With many small and medium Kiwi businesses facing cash-flow challenges and wanting to adapt to the new COVID-19 operating environment, service provider OneHQ is offering a new option.
Director Hamish McLachlan said the company's "tech-as-a-service" package is a new financial product which bundles hardware, software and services flexibly into a single subscription price.
“Auckland’s move to alert level three recently brought home the realisation that the Covid-19 disruption isn’t a once-off, and as a result, there has been a strong shift in focus to building resilience through technology," McLachlan said.
Cost, however, remained a barrier.
“We know that banks won’t finance hardware, software and IT projects. It’s an essential need for SMEs, but funders won’t go near it," Lachlan said.
As a consequence, New Zealand businesses were "immature" in how they leverage technology and COVID-19 had caught them napping.
Many small and medium business owners had a rude awakening at the last level 4 lockdown because they still relied on old technology solutions such as the office-based server, he said.
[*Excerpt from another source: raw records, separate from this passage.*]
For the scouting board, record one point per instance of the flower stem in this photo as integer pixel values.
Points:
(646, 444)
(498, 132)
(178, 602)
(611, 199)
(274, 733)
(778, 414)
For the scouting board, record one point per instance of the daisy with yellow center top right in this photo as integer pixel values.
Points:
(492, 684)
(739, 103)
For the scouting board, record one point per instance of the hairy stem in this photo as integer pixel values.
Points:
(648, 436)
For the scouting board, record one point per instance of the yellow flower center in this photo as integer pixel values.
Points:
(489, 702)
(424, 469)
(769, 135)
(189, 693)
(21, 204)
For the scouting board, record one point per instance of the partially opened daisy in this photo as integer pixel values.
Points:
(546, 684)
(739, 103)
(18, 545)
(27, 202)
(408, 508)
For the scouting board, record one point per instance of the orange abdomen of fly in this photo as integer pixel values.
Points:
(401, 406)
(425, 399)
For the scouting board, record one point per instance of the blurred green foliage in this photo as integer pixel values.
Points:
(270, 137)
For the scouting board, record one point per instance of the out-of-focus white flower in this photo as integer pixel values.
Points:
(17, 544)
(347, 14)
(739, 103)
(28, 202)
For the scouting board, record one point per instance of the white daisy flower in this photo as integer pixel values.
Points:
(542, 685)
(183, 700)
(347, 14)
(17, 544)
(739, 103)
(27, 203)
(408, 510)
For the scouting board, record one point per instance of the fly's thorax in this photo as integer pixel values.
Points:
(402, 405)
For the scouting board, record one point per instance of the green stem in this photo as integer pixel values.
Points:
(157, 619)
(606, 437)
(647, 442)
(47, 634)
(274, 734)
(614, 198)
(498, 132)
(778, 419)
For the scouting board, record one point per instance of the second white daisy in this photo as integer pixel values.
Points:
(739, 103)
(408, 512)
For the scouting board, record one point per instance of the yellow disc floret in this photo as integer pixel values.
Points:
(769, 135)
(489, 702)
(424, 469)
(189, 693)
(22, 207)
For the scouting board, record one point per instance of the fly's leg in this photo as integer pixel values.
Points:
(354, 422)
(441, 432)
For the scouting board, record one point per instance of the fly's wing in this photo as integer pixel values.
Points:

"I’d estimate half of Kiwi SMEs are in that boat.”
Tech-as-a-service allows customers can scale up or down throughout their subscription term, allowing them to adjust to changing business conditions, McLachlan said.
"It’s the kind of financial product that SMEs need to help them operate in a Covid-19 world," he said.
“The lump-sum nature of technology costs has long been a barrier to progress, and as a result, we’ve lagged behind the OECD in staying at the cutting edge of technology solutions for business.”
Many businesses were between a rock and a hard place, McLachlan said.
“Lower sales and even tighter cashflows coupled to an imperative to re-engineer for resilience have left many wondering where to turn.
Tech-as-a-service helps businesses tap into the latest technology, services, skills and software by spreading out the lumpy costs through a subscription service."
For SMEs that are hindered by cashflow issues but need to build resilience into their business, McLachlan offered the following advice:
1. Build consensus
Get the key members of your team to agree on the pain points that are holding you back and determine the common areas of change that will have the most impact.
Develop a plan that utilises the right combination of technology, process and people changes to support your goals.
3. Spread it out
Change is better done in small steps towards the end goal.